For model selection we usually have more than one model.
These are assembled in a list. We
require a Bayesian prior over the models.
The default is to have a uniform prior over the model classes.
This concludes the model definition.

In [None]:
# We define two models, but they are identical so far
models = [Poisson_model, NB_model]


# Define priors 
prior1 = Distribution.from_dictionary_of_dictionaries(dict(lam={'type': 'gamma', 'kwargs': {'a':k1, 'scale': theta1}}))

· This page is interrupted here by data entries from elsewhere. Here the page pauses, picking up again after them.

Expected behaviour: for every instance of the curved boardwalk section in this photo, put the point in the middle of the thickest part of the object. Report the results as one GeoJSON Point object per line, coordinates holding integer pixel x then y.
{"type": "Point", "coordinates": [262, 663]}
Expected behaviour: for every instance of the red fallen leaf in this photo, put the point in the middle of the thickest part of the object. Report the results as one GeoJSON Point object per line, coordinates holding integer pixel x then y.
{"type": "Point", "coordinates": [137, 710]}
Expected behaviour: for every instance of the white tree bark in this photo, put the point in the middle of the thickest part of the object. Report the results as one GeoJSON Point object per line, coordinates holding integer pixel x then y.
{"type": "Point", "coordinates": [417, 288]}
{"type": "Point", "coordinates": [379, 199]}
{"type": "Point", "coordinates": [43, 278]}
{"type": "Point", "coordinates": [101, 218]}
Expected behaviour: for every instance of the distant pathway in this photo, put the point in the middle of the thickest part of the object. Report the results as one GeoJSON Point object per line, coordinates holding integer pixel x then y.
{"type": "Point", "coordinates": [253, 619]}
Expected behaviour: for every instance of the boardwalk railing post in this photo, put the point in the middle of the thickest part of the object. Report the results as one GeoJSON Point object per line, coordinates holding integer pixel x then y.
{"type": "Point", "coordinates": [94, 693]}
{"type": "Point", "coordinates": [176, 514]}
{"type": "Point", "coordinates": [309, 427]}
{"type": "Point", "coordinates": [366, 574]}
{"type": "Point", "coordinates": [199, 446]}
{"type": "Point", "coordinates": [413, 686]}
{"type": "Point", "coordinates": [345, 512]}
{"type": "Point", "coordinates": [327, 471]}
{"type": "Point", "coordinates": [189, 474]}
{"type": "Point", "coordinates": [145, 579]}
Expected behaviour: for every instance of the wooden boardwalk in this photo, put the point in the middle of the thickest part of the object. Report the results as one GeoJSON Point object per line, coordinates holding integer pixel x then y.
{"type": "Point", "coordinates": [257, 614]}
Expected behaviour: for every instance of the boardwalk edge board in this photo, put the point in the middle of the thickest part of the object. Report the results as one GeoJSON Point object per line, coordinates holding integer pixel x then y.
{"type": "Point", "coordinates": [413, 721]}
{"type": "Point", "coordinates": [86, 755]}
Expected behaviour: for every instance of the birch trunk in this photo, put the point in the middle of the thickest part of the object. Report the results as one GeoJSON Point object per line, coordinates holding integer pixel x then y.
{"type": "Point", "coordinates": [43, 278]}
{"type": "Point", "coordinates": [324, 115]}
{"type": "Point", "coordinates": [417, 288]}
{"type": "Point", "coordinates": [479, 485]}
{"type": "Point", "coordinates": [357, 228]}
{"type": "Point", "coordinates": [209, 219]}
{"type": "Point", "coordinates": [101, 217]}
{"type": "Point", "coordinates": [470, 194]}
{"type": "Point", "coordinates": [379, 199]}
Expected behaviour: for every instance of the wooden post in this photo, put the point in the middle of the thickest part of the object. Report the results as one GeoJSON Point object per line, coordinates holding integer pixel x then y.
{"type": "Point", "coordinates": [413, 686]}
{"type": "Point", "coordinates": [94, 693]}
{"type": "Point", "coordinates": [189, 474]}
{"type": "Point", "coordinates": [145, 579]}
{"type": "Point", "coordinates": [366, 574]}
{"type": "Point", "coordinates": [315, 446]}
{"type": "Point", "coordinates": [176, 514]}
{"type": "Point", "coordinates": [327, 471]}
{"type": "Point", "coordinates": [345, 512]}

prior2 = Distribution.from_dictionary_of_dictionaries(dict(k={'type': 'gamma', 'kwargs': {'a':k2, 'scale': theta2}}, 
                                                     theta={'type': 'gamma', 'kwargs': {'a':k3, 'scale': theta3}}))

parameter_priors = [prior1, prior2]

### Configuring the ABCSMC run

Having the models defined, we can plug together the `ABCSMC` class.
We need a distance function,
to measure the distance of obtained samples.

In [None]:
# We plug all the ABC options together
abc = ABCSMC(
    models, parameter_priors,
    PercentileDistanceFunction(measures_to_use=["y"]), sampler=sampler.SingleCoreSampler())

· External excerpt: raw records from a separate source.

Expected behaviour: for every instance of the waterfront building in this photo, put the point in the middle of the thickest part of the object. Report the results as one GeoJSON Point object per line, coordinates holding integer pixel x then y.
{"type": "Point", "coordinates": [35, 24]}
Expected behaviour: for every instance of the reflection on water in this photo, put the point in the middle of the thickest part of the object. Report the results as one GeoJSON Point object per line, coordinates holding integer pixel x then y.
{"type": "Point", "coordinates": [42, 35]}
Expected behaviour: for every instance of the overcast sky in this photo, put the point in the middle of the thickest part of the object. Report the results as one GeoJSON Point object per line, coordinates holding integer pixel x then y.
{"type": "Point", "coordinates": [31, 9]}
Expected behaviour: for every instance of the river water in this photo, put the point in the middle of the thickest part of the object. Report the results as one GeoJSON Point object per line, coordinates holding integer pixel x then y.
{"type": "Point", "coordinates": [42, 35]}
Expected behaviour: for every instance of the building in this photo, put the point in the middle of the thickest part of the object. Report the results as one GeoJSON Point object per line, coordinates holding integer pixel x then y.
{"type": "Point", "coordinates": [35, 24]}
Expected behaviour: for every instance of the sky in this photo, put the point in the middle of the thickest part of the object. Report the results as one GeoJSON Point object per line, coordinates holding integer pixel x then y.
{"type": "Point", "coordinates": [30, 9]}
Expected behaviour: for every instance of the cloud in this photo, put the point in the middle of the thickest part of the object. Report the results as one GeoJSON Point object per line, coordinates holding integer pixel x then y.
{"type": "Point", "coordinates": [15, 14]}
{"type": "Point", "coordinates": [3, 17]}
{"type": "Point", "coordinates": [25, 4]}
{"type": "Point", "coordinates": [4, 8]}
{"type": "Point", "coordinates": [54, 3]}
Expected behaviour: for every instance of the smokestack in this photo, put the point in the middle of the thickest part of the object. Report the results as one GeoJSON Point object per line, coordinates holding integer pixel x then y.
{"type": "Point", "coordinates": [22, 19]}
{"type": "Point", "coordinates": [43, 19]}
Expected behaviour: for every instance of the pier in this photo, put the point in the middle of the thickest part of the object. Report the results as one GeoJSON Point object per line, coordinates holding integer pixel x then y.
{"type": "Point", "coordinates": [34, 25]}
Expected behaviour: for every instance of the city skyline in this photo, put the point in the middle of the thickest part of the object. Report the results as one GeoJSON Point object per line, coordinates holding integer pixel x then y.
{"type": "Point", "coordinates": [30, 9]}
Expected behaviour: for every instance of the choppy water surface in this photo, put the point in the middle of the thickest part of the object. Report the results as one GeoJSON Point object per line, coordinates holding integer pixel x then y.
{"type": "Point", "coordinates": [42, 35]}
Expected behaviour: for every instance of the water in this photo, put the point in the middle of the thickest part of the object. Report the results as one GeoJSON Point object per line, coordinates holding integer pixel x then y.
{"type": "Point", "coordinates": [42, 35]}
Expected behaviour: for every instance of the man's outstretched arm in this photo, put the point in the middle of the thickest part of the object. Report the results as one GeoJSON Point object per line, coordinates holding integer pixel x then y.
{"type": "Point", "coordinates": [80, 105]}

### Setting the observed data

Actually measured data can now be passed to the ABCSMC.
This is set via the `new` method, indicating that we start
a new run as opposed to resuming a stored run (see the "resume stored run" example).
Moreover, we have to set the output database where the ABC-SMC run
is logged.

In [None]:
# y_observed is the important piece here: our actual observation.
y_observed = [ 3.4 ,  5.04]
# and we define where to store the results
db_path = ("sqlite:///" +
           os.path.join(tempfile.gettempdir(), "test.db"))
abc_id = abc.new(db_path, {"y": y_observed})

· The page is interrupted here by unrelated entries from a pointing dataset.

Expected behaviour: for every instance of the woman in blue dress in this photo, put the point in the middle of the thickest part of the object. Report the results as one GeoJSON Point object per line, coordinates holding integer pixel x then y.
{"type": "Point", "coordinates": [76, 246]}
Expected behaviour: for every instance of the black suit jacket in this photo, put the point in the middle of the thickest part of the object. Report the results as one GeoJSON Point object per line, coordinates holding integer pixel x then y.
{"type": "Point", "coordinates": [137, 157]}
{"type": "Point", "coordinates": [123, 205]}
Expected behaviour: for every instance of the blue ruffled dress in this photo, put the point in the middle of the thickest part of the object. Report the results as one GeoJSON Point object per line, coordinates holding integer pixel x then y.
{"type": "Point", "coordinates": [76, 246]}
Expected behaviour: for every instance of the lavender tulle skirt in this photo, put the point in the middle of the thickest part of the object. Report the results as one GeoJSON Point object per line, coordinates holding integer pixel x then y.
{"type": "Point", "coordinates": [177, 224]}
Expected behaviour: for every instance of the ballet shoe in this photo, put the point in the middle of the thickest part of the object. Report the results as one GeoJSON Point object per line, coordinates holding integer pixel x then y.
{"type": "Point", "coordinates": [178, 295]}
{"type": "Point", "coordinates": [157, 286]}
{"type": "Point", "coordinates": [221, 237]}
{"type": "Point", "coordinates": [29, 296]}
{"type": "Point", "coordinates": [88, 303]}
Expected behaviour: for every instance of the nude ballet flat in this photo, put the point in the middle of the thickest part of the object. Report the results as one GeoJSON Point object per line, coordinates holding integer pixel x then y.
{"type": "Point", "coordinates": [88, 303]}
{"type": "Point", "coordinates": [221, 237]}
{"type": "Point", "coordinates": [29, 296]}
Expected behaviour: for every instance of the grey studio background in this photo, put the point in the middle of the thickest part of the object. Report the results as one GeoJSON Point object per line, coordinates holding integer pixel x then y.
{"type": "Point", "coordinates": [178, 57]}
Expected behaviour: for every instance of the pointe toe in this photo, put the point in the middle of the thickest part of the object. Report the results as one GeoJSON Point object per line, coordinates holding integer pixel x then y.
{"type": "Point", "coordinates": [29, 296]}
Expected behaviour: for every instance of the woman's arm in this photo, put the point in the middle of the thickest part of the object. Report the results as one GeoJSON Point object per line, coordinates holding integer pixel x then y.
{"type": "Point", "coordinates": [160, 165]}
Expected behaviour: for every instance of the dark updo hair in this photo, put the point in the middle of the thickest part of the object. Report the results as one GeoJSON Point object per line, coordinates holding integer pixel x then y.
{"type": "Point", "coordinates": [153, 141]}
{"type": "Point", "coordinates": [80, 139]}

The `new` method returns an id, which is the id of the
ABC-SMC run in the database.
We're not usint this id for now.
But it might be important when you load the stored data or want
to continue an ABC-SMC run in the case of having more than one
ABC-SMC run stored in a single database.

In [None]:
print("ABC-SMC run ID:", abc_id)

### Running the ABC

We run the `ABCSMC` specifying the epsilon value at which to terminate.
The default epsilon strategy is the `pyabc.epsilon.MedianEpsilon`.
Whatever is reached first, the epsilon or the maximum number allowed populations,
terminates the ABC run. The method returns a `pyabc.storage.History` object, which
can, for example, be queried for the posterior probabilities.

In [None]:
# We run the ABC until either criterion is met
history = abc.run(minimum_epsilon=0.0001, max_nr_populations=20)

Note that the history object is also always accessible from the abcsmc object:

In [None]:
history is abc.history

The `pyabc.storage.History>` object can, for example,
be queried for the posterior probabilities in the populations:

In [None]:
history.total_nr_simulations

In [None]:
# Evaluate the model probabililties
model_probabilities = history.get_model_probabilities()
model_probabilities

And now, let's visualize the results:

In [None]:
model_probabilities.plot.bar();

So model 1 is the more probable one. Which is expected as it was centered at 1 and the observed data was also 1, whereas model 0 was centered at 0, which is farther away from the observed data.